1. An air negative oxygen ion monitoring device comprises a base (1), a conical housing (2), a lifting mechanism (3), a top plate (4), a suspension bracket (5), a negative oxygen ion monitor (6), a support (7), triangular supporting legs (8) and binding ropes (9), and is characterized in that the conical housing (2) is arranged on the base (1), the top of the conical housing (2) is provided with an opening, the lifting mechanism (3) is arranged on the base (1) in the conical housing (2), the lifting end of the lifting mechanism (3) corresponds to the top opening of the conical housing (2), the top plate (4) is arranged at the top of the lifting end of the lifting mechanism (3), the suspension bracket (5) is arranged on one side of the lifting end of the lifting mechanism (3), the suspension bracket (5) is arranged below the top plate (4), the negative oxygen ion monitor (6) is hung at the bottom of the suspension bracket (5), the triangular supporting legs (8) are at least two and are symmetrically and fixedly arranged on the inner side surface of the conical housing (2), the support (7) is positioned in the conical housing (2), one end of the support (7) is fixedly connected with the end part of the triangular supporting leg (8), the other end of the support is fixedly connected with the base (1), a binding position (10) is arranged on the side surface of the base (1), and one end of the binding rope (9) is connected with the binding position (10).

2. The device for monitoring negative oxygen ions in air according to claim 1, wherein the base (1) is a hollow floating seat.

3. The device for monitoring negative oxygen ions in air according to claim 1, wherein the base (1) is provided with a plurality of grid holes.

4. The device for monitoring negative oxygen ions in air according to claim 1, wherein the base (1) is provided with a fixing pile (11).

5. The air negative oxygen ion monitoring device according to claim 1, wherein a storage battery (12) is arranged on the base (1) in the conical housing (2), and the storage battery (12) is electrically connected with the lifting mechanism (3) and the negative oxygen ion monitor (6) respectively.
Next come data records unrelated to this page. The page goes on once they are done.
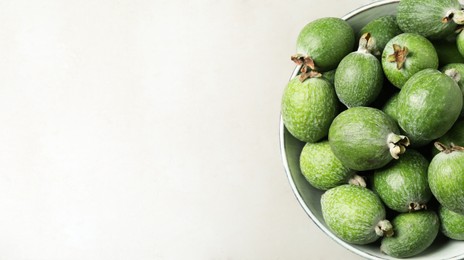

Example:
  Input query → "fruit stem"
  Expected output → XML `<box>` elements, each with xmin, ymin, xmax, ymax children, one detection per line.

<box><xmin>434</xmin><ymin>142</ymin><xmax>464</xmax><ymax>154</ymax></box>
<box><xmin>290</xmin><ymin>54</ymin><xmax>322</xmax><ymax>82</ymax></box>
<box><xmin>387</xmin><ymin>133</ymin><xmax>409</xmax><ymax>159</ymax></box>
<box><xmin>358</xmin><ymin>32</ymin><xmax>380</xmax><ymax>55</ymax></box>
<box><xmin>448</xmin><ymin>10</ymin><xmax>464</xmax><ymax>24</ymax></box>
<box><xmin>375</xmin><ymin>219</ymin><xmax>394</xmax><ymax>237</ymax></box>
<box><xmin>348</xmin><ymin>174</ymin><xmax>366</xmax><ymax>187</ymax></box>
<box><xmin>387</xmin><ymin>44</ymin><xmax>409</xmax><ymax>70</ymax></box>
<box><xmin>445</xmin><ymin>68</ymin><xmax>461</xmax><ymax>83</ymax></box>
6. The air negative oxygen ion monitoring device according to claim 5, further comprising a solar power generation assembly (13), wherein the solar power generation assembly (13) is arranged on the side surface of the lifting end of the lifting mechanism (3), and the solar power generation assembly (13) is electrically connected with the storage battery (12).

7. The air negative oxygen ion monitoring device according to claim 1, further comprising a communication component and a controller, wherein the controller is arranged in the conical housing (2), the controller is electrically connected with the lifting mechanism (3), the communication component is arranged at the bottom of the suspension bracket (5), and the communication component is respectively electrically connected with the controller and the negative oxygen ion monitor (6).

8. The device for monitoring negative oxygen ions in air according to claim 1, 5 or 7, wherein the lifting mechanism (3) is a waterproof electric push rod.

9. The apparatus according to claim 5, wherein the battery (12) is a waterproof battery.